While Bend’s TSP includes money and plans for mobility hubs, (mini bus stations with bikes, cabs and safe sidewalks), the timeline for building these won’t be for another decade.

Short history of Bend’s public transit system



With the economy in shambles in 2010, the City opted to hand over its small public transportation system, Bend Area Transit, to Cascades East Transit. CET was then and is now the regional bus system for Central Oregon. The City agreed to pay CET $1 million a year plus inflation: last year it paid $1.4 million (with a little extra for some experimental routes). CET is managed by the Central Oregon Intergovernmental Council, a group of leaders from each city and the Confederated Tribes of Warm Springs, which advises on regional planning for housing, employment and economic development.

In other urban centers throughout the state—such as Portland and Eugene, for example, public transit is paid for through a small slice of property taxes. The City tried to establish a transit district in 2008, and it failed by a margin of 53% to 47%.
click to enlarge Did Bend Leave Public Transit in the Dust?
Courtesy of the Oregon Department of Transportation
Hawthorne Station was selected to serve as an interim transit hub more than a decade ago, and some nearby neighbors say it's outgrown the space.

Disappearing public transit



When the gas tax proposal failed in 2016, Bend city leaders wanted to get behind a transportation bond measure that had a solid chance of passing, according to Bend City Councilor Bruce Abernethy.

The conservative members of the Council believed public transit would “poison” the bond, Abernethy said. In an effort to get them on board, and in reaction to propaganda declaring Bend’s “War on Cars,” the Bend City Council quietly omitted any mention of the word “transit” in its list of goals for the committee it was forming to advise the City Council on the bond measure. According to Ariel Méndez, a member the Citizen Transportation Advisory Committee, over the course of two years developing the City’s transportation plan, there was very little discussion about public transit.

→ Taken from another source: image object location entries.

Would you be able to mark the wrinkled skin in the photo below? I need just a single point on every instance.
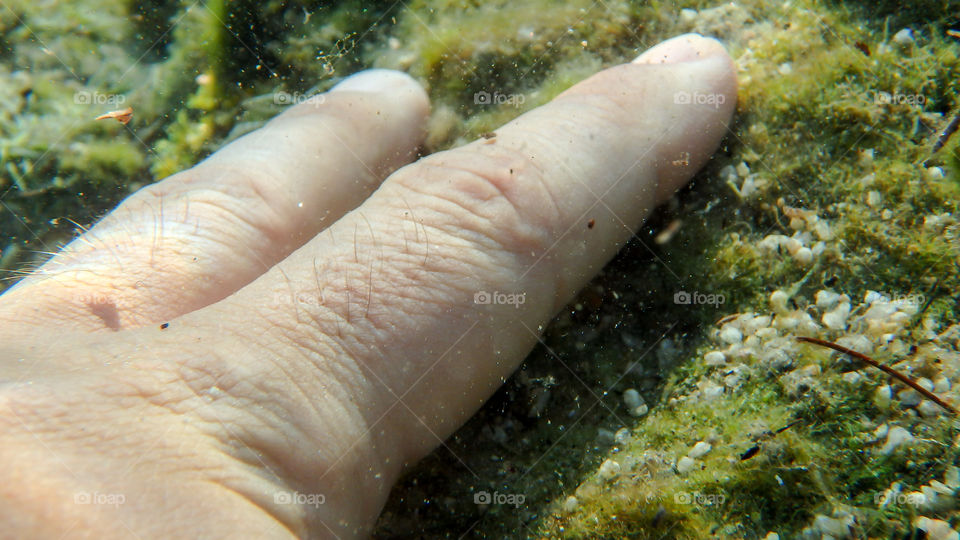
(257, 347)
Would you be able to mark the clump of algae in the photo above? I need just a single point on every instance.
(829, 112)
(829, 130)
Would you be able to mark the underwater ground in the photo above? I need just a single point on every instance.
(671, 399)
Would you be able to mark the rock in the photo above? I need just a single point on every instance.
(936, 529)
(609, 470)
(714, 358)
(686, 464)
(895, 437)
(699, 450)
(903, 37)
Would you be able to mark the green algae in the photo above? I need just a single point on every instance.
(828, 112)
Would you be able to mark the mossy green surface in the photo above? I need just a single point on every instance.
(829, 113)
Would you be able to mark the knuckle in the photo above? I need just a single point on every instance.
(499, 198)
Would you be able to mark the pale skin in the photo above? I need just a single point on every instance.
(294, 319)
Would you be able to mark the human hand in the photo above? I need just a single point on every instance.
(259, 345)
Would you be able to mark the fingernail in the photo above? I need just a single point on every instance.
(684, 48)
(374, 80)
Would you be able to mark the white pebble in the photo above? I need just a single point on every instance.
(936, 529)
(883, 397)
(903, 37)
(609, 470)
(686, 464)
(836, 319)
(778, 301)
(711, 390)
(714, 358)
(929, 409)
(632, 399)
(804, 256)
(793, 245)
(699, 450)
(838, 527)
(909, 397)
(852, 377)
(767, 333)
(881, 432)
(826, 300)
(731, 334)
(895, 437)
(952, 477)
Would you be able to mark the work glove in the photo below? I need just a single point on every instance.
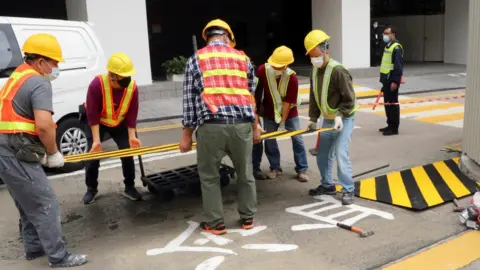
(260, 128)
(338, 123)
(55, 160)
(43, 161)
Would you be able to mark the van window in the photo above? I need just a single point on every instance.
(10, 55)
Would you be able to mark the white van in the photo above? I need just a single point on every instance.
(84, 59)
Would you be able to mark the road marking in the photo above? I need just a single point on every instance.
(418, 188)
(155, 128)
(453, 254)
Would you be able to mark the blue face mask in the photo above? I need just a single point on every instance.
(386, 38)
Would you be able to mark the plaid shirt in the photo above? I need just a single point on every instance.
(195, 111)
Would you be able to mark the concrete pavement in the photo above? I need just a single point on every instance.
(119, 234)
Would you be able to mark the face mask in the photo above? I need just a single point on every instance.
(386, 38)
(317, 61)
(125, 82)
(52, 76)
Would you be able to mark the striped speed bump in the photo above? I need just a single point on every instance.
(130, 152)
(418, 188)
(360, 92)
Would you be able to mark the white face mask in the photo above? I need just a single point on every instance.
(317, 61)
(54, 75)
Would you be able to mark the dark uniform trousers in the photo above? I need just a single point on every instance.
(119, 135)
(392, 111)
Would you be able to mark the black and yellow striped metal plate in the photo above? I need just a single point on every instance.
(418, 188)
(130, 152)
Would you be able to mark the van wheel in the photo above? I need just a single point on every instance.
(71, 140)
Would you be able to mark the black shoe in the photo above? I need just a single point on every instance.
(321, 190)
(70, 260)
(218, 229)
(390, 132)
(132, 193)
(90, 196)
(34, 255)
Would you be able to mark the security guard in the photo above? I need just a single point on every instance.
(332, 95)
(278, 85)
(217, 99)
(27, 141)
(391, 72)
(112, 108)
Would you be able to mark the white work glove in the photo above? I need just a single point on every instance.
(260, 128)
(43, 162)
(338, 123)
(55, 160)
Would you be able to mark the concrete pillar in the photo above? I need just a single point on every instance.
(121, 26)
(347, 22)
(470, 160)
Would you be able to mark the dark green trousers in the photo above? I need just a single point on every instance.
(214, 142)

A second justification for excluding transit from the conversation about Bend transportation, as Abernethy explained, was that transit was managed by an inter-city system (CET) and an intergovernmental council (COIC), and therefore it should have authority over its own planning.

CET—a tiny organization with little control over its own funding—did eventually come up with its own 20-year plan. Critics of the TSP planning process, like Foote Morgan, say the City of Bend abdicated responsibility for its own growth. It could have provided brain power through its own City staff as well as other resources to support a more robust planning process for the next two decades of public transit, she said.



Future Funding



Abernethy explained that another reason some city councilors were resistant to supporting funding for transit was that CET recently began receiving millions per year from the State. In 2017, State legislators passed a mandate for the Statewide Transportation Improvement Fund bankrolled by a state payroll tax of one-tenth of 1%. This costs the average employee $1 per week. Most of this money is distributed to counties based on how much taxpayers contribute, and in Bend, this is funneled through Deschutes County before filtering through COIC and CET. The state fund also provides grant opportunities.

CET’s base budget for this fiscal year is $5.8 million. STIF funding adds an additional $3.6 million, which should continue to go up by an additional $1 million every five years or so.

Meanwhile, the City’s contract providing $1 million a year to CET is up. Anti-transit activists have suggested that the City Council vote to strip the agency of this funding, now that is it getting more money from the State.

Abernethy said CET may qualify for more federal funds if former Vice President Joe Biden wins the 2020 presidential election, because Biden has proposed spending $2 trillion on a “Build Back Better” plan which includes funding for public transit. Right now, nearly half of CET’s funding comes from the federal government, to the tune of $2.5 million in 2018.